L’objet de ce document est d’abord de recenser les propriétaires ainsi que quelques exploitants, du 17ème siècle jusqu’à aujourd’hui, de la plus grande ferme du hameau de Villemain ainsi que de dresser une liste des bâtiments qui la composaient au 17ème siècle. Ensuite, son but est de réaliser une description très sommaire de l’ancienne ferme du « Petit Villemain ».
Le nom de Villemain apparaît vers 1140 dans le Cartulaire de Notre Dame de Beaugency et signifierait « au domaine situé à égale distance de deux autres villae ».
La ferme du Grand Villemain
Eléments constitutifs de la ferme au 17 ème siècle
A l’aide des nombreux « baux à ferme », retrouvés dans les Archives Départementales du Loiret, il a été possible de réaliser la liste réelle des bâtiments de la ferme du « Grand Villemain » qui existaient au 17ème siècle. Le « bail à ferme » était un contrat de location des bâtiments agricoles de la ferme et d’exploitation de l’ensemble des terres entre un propriétaire et un laboureur. A l’entrée en jouissance, le notaire seigneurial de Charsonville dressait un inventaire des bâtiments de la ferme et des quantités des terres.
La métairie du « Grand Villemain » formait un quadrilatère d’environ 40m de côté, clos de « murailles » et de bâtiments, ouvert côté rue, d’une grande porte charretière et d’une petite porte à côté (comme encore aujourd’hui, voir photo ci-dessous).

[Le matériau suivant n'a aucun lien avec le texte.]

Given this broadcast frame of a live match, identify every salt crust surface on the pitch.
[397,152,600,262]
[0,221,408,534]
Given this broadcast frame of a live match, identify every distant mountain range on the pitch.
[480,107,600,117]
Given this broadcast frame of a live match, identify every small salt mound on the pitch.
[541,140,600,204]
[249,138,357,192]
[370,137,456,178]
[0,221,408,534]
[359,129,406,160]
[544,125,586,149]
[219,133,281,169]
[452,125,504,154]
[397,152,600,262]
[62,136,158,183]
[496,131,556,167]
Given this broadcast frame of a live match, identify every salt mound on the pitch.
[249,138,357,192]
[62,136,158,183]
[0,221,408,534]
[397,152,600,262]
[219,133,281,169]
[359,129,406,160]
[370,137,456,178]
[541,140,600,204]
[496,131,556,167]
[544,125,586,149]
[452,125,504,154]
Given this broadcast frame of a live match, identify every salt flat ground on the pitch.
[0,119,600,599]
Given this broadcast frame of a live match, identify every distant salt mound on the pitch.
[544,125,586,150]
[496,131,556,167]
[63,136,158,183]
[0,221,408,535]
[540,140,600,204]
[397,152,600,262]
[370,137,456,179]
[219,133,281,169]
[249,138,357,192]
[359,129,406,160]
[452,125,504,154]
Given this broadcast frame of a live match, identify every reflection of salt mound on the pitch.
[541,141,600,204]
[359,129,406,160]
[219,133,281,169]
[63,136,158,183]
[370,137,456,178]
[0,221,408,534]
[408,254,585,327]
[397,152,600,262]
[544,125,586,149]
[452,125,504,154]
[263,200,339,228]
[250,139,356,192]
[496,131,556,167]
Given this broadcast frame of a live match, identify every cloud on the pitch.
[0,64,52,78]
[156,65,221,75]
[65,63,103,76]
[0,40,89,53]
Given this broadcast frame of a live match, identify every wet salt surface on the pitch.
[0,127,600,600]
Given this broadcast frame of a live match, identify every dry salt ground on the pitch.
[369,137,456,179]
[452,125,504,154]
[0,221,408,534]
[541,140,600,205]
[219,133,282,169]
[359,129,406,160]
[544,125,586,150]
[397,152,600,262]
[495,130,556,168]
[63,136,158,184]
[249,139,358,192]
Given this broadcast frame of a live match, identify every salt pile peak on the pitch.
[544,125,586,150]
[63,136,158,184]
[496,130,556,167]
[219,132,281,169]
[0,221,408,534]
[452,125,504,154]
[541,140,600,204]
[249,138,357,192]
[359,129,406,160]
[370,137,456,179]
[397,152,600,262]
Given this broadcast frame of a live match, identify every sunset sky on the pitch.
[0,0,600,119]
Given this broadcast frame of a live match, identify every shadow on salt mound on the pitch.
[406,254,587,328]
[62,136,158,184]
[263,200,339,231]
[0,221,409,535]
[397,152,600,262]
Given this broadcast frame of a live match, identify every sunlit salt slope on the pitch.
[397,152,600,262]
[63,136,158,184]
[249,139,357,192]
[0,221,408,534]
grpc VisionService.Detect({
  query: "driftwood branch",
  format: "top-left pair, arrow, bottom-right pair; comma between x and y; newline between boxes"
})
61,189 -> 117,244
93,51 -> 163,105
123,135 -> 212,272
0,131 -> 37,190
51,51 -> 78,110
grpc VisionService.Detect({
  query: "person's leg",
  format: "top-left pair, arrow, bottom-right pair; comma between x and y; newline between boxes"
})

Passé cette grande porte, sur la droite, un long bâtiment bordait la cour. Il était composé en premier de la demeure des fermiers, appelée « maison à demeurer », avec planchers. L’habitation possédait une cheminée.
Dans le prolongement de l’habitation, un fournil, dans lequel il y avait un four pour cuire le pain. Ce fournil possédait une cave. En général les domestiques mangeaient dans le fournil. Enfin une écurie, à l’extrémité du bâtiment, dans laquelle il y avait une petite volière à pigeons « non peuplée » au moment des baux. Les combles, de ce long bâtiment, étaient aménagés en grenier. Après avoir payé les droits seigneuriaux « accoutumés » (champart…) et les autres impôts de cette époque (dîme…), le reste du blé était consommé dans la ferme ou utilisé pour les semailles. L'avoine était consommée sur place pour les chevaux.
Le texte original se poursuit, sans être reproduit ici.